A perpetual yet nonetheless amusing activity, to watch your dog gleefully shuffling around under a blanket, doing his best to find that right spot to nestle in.
You closely watch the mound circling for a while and then curling up after the mission has been accomplished. And you wonder, do all dogs express such burrowing behavior? And if so, why?
Impressions Of The Genes
To understand the innate behavior of dogs digging and burrowing around, which is a common complaint of many pet owners, it is important to understand the factual conditions that have conditioned them to be as they are today.
There exist pools of different dog breeds, groomed to hunt terrestrial animals like foxes, moles, rabbits, and such by digging them out, in equally diverse environments.
Similarly, dogs bred in colder climates tend to dig into the ground, searching for optimal conditions to keep themselves warm.

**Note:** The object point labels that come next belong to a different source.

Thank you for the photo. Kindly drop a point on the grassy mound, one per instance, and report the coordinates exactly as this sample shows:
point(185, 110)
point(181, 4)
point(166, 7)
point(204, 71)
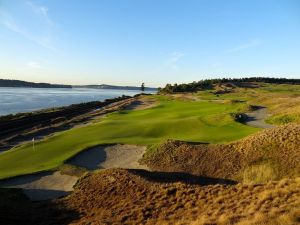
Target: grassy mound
point(185, 120)
point(137, 197)
point(271, 154)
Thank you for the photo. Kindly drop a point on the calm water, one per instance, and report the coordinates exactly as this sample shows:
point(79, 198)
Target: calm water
point(15, 100)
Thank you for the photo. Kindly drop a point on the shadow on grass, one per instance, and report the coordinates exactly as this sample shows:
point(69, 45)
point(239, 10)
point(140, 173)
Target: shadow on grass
point(171, 177)
point(16, 208)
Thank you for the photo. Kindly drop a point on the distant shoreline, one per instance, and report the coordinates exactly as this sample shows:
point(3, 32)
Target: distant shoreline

Objectively looking at dogs, they do not have the necessity or facility for clothing themselves and piling up layers of warm blankets and sweaters to beat the chill. It is their instinct that allows them the luxury of staying warm or not, as required.
Does Every Dog Harbor The Tendency To Burrow?
Putting instincts aside, what about the dog breeds who were groomed to be play pals? You have the toy breed of dog, with spirited personalities and never-settle-down energetic attitude. What do you think their reason is to keep burying around, digging under the cushions, and making a mess of everything?
Well, the only reason you will find in their case is the need to expend all that bubbling energy in one way or the other. Of course, if they ever get anxious, the burrowing that once seemed playful and charming will turn bothersome all too soon.
Related: Why Do Dogs Chase Squirrels?
Dog Behaving Badly?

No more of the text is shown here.